Building the start-up brand in Fredericton: Seeking the surfeit of problem solving geeks

A few months ago, I had the opportunity to be part of the team looking at the new vision for Fredericton’s economic development.  The overwhelming consensus was that local stakeholders wanted the city to be “the start-up capital of Atlantic Canada”.    The fledgling IT industry and the examples of Radian6 and Q1 Labs inspired people to determine this grand vision.

Operationalizing this vision is harder.  Planet Hatch is a great step forward.  Karina’s group over at the Pond Deshpande Centre is another important asset as are the supporting assets such as the NBIF.

But the success of the IT sector – and its start-ups – is fundamentally a people issue.

This morning I was reading the Economist and came across a wonderful brand statement for San Francisco.  The journalist wrote that San Francisco “has a shortage of taxis but a surfeit of geeks looking for problems to solve”.

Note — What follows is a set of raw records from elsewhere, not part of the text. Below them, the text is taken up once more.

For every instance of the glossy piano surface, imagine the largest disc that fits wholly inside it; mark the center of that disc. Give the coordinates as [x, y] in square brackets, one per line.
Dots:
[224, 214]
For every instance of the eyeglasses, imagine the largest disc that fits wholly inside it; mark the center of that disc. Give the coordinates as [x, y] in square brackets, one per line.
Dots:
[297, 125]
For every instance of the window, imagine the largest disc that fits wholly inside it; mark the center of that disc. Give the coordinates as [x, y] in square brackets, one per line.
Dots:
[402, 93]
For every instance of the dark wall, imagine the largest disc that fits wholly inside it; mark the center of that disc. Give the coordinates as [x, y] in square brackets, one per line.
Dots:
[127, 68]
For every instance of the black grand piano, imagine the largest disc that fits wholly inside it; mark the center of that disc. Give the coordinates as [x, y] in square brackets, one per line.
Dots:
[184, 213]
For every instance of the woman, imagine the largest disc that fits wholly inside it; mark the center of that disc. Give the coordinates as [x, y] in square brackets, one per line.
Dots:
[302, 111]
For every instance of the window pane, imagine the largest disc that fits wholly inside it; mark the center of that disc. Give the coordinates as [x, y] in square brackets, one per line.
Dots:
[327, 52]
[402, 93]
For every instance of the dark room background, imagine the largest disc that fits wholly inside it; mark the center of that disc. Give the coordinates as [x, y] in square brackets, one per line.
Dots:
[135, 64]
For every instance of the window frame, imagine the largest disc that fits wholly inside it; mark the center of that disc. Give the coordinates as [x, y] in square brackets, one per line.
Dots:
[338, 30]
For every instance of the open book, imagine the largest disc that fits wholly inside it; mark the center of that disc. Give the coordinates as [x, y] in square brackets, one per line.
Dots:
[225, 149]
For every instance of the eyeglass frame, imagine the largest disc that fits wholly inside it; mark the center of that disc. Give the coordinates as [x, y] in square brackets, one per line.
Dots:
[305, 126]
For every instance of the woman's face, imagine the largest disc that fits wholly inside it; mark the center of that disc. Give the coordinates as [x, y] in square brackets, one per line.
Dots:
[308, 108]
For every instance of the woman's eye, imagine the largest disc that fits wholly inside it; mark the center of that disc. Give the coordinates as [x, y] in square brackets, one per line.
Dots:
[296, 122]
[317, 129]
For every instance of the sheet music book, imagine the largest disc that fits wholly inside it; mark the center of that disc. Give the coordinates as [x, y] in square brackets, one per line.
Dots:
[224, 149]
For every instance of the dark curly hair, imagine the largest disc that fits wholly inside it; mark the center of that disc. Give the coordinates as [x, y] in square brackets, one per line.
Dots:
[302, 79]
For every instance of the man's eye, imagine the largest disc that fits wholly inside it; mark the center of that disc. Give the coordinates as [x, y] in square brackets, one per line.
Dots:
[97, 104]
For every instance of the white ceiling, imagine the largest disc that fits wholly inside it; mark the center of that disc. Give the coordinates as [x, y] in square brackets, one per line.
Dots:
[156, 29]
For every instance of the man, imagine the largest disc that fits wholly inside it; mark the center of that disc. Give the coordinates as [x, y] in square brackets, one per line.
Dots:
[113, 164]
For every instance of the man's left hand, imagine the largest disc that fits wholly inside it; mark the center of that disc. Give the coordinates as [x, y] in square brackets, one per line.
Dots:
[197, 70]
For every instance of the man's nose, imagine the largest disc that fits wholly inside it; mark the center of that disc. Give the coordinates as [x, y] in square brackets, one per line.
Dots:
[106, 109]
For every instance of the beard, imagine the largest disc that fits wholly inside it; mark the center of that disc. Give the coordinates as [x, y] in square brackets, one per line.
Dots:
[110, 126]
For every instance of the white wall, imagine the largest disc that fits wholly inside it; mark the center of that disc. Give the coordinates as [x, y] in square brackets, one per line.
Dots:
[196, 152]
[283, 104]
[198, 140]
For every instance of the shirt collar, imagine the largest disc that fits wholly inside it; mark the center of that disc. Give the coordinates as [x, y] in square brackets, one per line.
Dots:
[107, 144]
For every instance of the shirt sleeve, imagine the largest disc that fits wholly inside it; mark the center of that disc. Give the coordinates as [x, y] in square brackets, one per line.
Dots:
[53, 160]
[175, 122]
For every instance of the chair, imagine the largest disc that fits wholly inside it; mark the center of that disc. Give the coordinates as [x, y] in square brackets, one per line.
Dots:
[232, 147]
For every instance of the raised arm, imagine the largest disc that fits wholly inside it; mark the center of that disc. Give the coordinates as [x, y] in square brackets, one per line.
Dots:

Wouldn’t that be an excellent brand statement for Fredericton?  A surfeit of geeks looking for problems to solve.

That is partly a workforce training issue -but only partly – as a huge number of those geeks moved to San Francisco – making it a recruitment issue as well for Fredericton.

It is also partly a cultural issue – do our start-ups aspire to problem solving through technology?  When then run through Odell Park are they looking for problems to solve?  When then sit in the pubs are they having animated discussions about applying technology to solve problems?

It’s also a leadership issue.  Government should see itself  – a la Service NB – as a thought leader in applying technology to public services and leveraging local expertise to make that happen.  Our big businesses – such as NB Power/Siemens – should be also taking a leadership position in this area.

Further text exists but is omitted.